Thursday, May 16, 2019

Kevin Morby - Oh My God


One of the most wildly ambitious albums you'll hear all year, Kevin Morby's gargantuan new record Oh My God came out a few weeks back. Morby has long been one of my favourite artists since a friend tipped me off to Singing Saw three years ago. Morby had been plying his skills as a musician for many years previously, as a solo act, and prior to that as a member of Woods.



He's damned prolific, as so many of the best musicians are. If you've got the wind in your sails, why stay in dock. So this is a double, and though I'm generally resistant to that particular format, (see my review of the latest from Vampire Weekend a couple of weeks back), in Oh My God's case it certainly makes sense that it takes that shape, given the vast scope of the enterprise.



Because Morby seems here to be setting out to attempt to make some sense of the very question of being alive, particularly in terms of inhabiting the fallen world we are occupying right now. If this doesn't always make Oh My God very easy to listen to, any more than The Old Testament is an easy read, he certainly constructs a mightily impressive if troubled edifice.


The touchstone artist for Morby seems to generally be Dylan although interviews show that he has an equally strong affinity for Patti Smith. But Dylan to my ears always seems to be his spiritual mentor. Time and time again a turn of phrase, a chord change, the rambling time worn, funereal yet jubilant swing of the arrangements recall the original song and dance man. It's a joy to hear someone sufficiently talented to be able to pull this off as well as he does. If Morby is the best Dylan we have right now, (apart from the man himself of course), then perhaps we're not so badly off after all. 

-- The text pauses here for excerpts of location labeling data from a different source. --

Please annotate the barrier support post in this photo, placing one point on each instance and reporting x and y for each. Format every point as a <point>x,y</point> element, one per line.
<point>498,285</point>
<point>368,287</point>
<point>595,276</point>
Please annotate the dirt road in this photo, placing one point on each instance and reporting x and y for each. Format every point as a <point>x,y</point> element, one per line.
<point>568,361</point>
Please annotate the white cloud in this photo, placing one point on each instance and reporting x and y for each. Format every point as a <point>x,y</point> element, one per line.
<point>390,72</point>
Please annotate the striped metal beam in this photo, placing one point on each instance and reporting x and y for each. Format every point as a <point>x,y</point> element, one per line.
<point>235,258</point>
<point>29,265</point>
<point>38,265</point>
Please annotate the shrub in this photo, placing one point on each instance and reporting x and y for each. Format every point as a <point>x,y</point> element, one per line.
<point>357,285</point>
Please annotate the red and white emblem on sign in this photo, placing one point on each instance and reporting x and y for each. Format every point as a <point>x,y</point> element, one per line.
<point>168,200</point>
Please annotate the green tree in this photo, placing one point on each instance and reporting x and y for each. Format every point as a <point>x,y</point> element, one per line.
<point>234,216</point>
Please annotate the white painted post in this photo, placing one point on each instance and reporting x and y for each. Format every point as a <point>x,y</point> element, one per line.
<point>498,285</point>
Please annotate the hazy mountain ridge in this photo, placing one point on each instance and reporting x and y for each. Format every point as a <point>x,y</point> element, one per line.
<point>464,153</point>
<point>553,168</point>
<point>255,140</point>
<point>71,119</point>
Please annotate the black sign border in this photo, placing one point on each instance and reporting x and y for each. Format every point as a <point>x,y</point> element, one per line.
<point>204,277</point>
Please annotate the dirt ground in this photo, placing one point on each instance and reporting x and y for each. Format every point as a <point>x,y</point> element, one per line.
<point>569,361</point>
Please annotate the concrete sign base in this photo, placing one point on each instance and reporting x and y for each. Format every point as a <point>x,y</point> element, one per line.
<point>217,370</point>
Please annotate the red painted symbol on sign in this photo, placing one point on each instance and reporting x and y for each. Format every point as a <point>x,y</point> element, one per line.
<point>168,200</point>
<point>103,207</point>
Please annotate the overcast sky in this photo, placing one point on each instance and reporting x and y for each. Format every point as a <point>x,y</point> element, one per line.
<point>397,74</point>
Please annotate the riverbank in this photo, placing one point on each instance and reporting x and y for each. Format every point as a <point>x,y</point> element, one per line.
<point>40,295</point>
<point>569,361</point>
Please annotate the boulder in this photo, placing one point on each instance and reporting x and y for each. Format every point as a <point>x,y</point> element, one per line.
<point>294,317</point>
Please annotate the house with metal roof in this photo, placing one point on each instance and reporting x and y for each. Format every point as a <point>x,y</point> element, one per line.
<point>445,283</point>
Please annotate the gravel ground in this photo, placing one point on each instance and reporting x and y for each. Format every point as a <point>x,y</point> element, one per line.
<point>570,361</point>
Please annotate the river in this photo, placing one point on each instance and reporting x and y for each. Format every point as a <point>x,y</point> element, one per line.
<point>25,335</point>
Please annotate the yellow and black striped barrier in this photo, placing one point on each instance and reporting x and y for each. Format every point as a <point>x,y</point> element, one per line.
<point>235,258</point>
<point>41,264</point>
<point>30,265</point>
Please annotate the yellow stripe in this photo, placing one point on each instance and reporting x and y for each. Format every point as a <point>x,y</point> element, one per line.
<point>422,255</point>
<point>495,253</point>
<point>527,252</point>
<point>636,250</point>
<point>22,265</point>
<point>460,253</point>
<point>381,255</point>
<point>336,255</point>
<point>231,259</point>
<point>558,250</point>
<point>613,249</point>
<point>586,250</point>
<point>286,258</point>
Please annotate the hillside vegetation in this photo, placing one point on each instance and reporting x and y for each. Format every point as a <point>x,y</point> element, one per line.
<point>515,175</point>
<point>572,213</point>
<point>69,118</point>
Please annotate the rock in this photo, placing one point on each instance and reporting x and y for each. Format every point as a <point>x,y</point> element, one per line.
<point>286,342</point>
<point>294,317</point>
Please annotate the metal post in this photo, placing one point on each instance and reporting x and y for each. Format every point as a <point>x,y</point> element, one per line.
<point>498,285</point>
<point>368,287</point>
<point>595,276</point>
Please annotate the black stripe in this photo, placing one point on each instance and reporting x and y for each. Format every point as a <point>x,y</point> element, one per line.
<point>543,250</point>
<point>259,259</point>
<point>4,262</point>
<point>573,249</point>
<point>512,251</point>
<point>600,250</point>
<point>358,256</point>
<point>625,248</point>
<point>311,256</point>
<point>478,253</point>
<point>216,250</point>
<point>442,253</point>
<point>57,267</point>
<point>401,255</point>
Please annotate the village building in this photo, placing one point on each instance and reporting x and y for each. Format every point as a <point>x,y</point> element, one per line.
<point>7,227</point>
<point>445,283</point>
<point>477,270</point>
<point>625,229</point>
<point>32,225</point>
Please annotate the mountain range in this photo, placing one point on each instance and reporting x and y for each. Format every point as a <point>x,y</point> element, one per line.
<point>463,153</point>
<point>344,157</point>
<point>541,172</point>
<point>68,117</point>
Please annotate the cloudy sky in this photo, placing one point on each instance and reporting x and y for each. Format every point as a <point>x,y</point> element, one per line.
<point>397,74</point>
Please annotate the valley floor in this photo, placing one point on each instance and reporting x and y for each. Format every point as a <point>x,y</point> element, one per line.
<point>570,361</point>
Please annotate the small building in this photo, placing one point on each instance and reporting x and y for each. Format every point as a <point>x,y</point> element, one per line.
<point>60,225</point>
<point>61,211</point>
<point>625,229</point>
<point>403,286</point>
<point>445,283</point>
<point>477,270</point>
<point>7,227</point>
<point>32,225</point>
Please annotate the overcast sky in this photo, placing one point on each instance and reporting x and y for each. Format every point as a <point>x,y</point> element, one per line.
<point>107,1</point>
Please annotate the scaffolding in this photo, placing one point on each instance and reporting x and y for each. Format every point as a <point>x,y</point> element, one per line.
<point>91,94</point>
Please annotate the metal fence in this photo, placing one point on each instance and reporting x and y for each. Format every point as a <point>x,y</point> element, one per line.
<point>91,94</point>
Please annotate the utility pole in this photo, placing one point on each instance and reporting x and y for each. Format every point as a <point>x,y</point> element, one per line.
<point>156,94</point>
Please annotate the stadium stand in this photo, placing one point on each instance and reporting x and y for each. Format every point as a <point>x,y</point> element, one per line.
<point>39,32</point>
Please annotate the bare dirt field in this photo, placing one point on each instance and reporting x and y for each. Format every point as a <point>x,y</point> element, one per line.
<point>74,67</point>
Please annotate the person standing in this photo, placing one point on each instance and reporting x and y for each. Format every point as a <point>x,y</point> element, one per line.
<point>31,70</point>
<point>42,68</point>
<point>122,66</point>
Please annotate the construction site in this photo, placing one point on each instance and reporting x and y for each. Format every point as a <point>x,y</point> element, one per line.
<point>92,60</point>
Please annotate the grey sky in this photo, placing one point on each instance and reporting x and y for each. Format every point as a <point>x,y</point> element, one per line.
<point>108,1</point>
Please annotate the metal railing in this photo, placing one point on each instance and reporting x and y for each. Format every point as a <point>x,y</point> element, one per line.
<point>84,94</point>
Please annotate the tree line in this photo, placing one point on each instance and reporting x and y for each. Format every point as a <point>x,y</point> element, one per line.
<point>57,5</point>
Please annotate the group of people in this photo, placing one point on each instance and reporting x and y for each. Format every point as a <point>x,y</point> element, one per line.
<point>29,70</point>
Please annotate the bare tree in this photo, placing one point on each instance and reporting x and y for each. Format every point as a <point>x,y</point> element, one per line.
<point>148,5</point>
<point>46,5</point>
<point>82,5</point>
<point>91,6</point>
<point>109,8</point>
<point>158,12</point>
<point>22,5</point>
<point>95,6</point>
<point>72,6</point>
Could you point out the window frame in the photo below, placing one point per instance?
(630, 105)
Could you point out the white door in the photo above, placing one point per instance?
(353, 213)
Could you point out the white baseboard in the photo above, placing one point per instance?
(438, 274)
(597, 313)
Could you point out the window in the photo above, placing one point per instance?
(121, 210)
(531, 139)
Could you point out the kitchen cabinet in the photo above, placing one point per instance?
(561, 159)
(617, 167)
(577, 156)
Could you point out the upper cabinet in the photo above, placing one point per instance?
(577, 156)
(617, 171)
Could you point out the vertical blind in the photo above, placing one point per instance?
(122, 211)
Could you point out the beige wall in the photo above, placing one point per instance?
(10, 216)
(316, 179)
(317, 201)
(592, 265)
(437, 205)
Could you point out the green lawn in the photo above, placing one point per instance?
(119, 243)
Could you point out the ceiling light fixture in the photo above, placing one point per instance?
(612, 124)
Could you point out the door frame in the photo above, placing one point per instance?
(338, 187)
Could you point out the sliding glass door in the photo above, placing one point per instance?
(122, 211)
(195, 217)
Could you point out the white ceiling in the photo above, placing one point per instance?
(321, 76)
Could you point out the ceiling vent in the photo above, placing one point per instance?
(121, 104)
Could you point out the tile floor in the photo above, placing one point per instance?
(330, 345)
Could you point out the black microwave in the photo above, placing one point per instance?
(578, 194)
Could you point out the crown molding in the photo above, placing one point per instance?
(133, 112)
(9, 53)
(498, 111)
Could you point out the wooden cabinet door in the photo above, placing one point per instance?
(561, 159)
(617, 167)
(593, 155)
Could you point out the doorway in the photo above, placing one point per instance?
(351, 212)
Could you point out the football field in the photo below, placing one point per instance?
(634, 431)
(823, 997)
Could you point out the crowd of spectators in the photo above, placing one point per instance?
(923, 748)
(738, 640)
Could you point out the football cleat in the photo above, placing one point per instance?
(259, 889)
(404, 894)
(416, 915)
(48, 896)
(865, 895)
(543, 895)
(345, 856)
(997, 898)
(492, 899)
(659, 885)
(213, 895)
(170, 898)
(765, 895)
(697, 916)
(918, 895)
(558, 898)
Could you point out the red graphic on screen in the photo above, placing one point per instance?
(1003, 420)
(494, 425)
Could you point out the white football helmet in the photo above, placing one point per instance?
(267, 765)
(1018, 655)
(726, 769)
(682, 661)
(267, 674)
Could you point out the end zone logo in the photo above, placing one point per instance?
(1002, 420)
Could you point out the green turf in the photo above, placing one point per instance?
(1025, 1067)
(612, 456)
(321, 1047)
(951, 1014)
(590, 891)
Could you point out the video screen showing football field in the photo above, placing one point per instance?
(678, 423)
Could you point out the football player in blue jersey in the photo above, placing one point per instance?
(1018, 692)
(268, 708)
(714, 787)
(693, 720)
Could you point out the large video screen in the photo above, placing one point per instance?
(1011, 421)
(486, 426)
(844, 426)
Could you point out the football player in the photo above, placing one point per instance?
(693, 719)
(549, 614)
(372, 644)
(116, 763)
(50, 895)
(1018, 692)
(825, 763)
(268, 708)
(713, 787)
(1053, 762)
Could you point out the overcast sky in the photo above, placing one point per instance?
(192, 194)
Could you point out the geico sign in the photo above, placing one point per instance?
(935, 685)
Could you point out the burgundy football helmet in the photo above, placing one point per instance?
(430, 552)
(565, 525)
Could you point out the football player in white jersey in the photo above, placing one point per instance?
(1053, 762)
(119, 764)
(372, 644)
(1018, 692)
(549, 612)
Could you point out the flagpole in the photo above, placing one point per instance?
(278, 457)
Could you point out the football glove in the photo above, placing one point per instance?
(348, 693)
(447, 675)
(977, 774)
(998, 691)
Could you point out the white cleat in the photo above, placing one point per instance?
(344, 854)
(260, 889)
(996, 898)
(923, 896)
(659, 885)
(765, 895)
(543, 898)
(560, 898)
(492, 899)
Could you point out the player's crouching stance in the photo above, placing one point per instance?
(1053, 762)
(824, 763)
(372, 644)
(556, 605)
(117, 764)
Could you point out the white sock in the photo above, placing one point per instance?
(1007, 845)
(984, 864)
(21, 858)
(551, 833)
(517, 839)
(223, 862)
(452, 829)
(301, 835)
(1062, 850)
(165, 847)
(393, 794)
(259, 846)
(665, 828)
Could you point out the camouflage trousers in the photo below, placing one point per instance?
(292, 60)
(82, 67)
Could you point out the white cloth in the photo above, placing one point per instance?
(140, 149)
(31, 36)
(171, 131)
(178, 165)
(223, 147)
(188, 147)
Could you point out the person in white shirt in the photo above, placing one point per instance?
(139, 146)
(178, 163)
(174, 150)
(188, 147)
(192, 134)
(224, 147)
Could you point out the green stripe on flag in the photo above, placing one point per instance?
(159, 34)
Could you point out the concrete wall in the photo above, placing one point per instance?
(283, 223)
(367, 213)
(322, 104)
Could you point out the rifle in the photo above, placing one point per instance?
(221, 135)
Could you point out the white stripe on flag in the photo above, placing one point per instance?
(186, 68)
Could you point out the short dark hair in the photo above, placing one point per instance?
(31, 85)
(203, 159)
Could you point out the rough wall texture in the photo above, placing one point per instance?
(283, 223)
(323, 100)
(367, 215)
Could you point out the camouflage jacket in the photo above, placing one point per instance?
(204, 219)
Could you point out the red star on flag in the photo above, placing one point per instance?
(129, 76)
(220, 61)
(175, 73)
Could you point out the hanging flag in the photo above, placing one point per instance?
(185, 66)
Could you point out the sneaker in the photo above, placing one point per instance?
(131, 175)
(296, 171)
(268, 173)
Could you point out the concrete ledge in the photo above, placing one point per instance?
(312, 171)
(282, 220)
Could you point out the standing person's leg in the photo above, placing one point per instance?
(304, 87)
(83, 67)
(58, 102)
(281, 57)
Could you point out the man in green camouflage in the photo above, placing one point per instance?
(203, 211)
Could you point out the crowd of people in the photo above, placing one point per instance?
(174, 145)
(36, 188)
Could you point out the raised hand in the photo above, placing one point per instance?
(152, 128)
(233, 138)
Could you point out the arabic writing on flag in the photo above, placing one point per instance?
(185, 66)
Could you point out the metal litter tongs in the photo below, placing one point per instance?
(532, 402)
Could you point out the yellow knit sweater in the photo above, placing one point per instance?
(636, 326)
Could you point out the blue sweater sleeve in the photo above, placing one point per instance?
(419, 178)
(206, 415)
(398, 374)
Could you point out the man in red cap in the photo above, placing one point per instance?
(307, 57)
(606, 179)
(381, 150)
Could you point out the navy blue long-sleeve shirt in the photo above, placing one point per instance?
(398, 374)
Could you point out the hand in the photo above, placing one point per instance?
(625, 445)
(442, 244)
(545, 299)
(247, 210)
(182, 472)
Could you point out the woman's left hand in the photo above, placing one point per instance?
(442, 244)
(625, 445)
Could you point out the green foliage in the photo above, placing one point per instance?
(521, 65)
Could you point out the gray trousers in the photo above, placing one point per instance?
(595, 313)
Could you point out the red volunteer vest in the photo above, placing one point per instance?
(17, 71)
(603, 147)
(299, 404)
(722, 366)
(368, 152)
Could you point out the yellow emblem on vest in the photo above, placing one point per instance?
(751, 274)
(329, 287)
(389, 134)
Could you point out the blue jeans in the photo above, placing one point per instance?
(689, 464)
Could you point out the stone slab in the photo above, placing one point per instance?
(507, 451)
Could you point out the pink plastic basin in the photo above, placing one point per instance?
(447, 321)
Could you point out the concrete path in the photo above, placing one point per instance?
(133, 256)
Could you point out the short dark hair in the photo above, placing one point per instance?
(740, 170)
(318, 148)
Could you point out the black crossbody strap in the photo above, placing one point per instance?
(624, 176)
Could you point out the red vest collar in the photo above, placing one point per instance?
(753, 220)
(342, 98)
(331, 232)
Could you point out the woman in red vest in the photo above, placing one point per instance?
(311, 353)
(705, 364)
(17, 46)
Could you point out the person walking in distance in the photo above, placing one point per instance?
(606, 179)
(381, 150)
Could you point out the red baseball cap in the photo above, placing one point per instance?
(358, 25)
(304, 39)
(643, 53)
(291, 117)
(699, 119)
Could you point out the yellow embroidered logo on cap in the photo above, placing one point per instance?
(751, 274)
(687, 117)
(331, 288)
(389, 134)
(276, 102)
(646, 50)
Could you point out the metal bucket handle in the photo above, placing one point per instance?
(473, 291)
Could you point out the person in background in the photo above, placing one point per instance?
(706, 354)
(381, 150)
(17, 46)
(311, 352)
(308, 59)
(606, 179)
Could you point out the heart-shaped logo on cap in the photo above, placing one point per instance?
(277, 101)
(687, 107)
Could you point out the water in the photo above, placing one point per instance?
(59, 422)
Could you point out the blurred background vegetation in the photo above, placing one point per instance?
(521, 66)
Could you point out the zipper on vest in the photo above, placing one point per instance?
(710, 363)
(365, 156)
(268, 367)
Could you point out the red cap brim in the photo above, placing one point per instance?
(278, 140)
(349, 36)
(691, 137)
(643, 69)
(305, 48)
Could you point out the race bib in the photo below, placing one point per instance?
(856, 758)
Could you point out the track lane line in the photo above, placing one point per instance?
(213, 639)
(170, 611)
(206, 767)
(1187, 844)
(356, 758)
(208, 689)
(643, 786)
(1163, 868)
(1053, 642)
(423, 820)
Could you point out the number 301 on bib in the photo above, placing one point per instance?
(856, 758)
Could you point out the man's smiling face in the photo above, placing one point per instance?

I've put off listening properly to Oh My God since it came out just as you resist reading Moby Dick or Anna Karenina simply because they're such mammoth exercises and you're not sure you'll be equal to them. But as anyone who picks up Melville or Tolstoy will tell you, once you embark on your journey the richness of the experience is sheer delight.


I've also delayed listening to it and now writing about it because the friend I mentioned earlier who introduced me to Morby in the first place has written a vast and hugely comprehensive review of it for Pop Matters which I commend to you strongly and which Morby himself 'hearted' on Twitter.



Rod said something which echoes my own take on Oh My God. That it was Morby's best record but probably not his favourite. That hits the nail squarely on the head. Oh My God strangely is not a record that seems to want you to love it so long as it gets your respect. And boy, does it deserve respect.


Frankly by the end of my listen through to Oh My God I wanted to go and have a good lie down but couldn't because I was at work.Hear it, make sure you hear it. It's a great record, But goodness knows after making it how Morby has the strength to take these songs out on the road and punch them out night after night because just as he's pictured on the sleeve seeming to have risen from his slumbers, there's an inescapable weariness about the whole thing despite how good it is. That he managed to endure that weariness and just release this is triumph enough.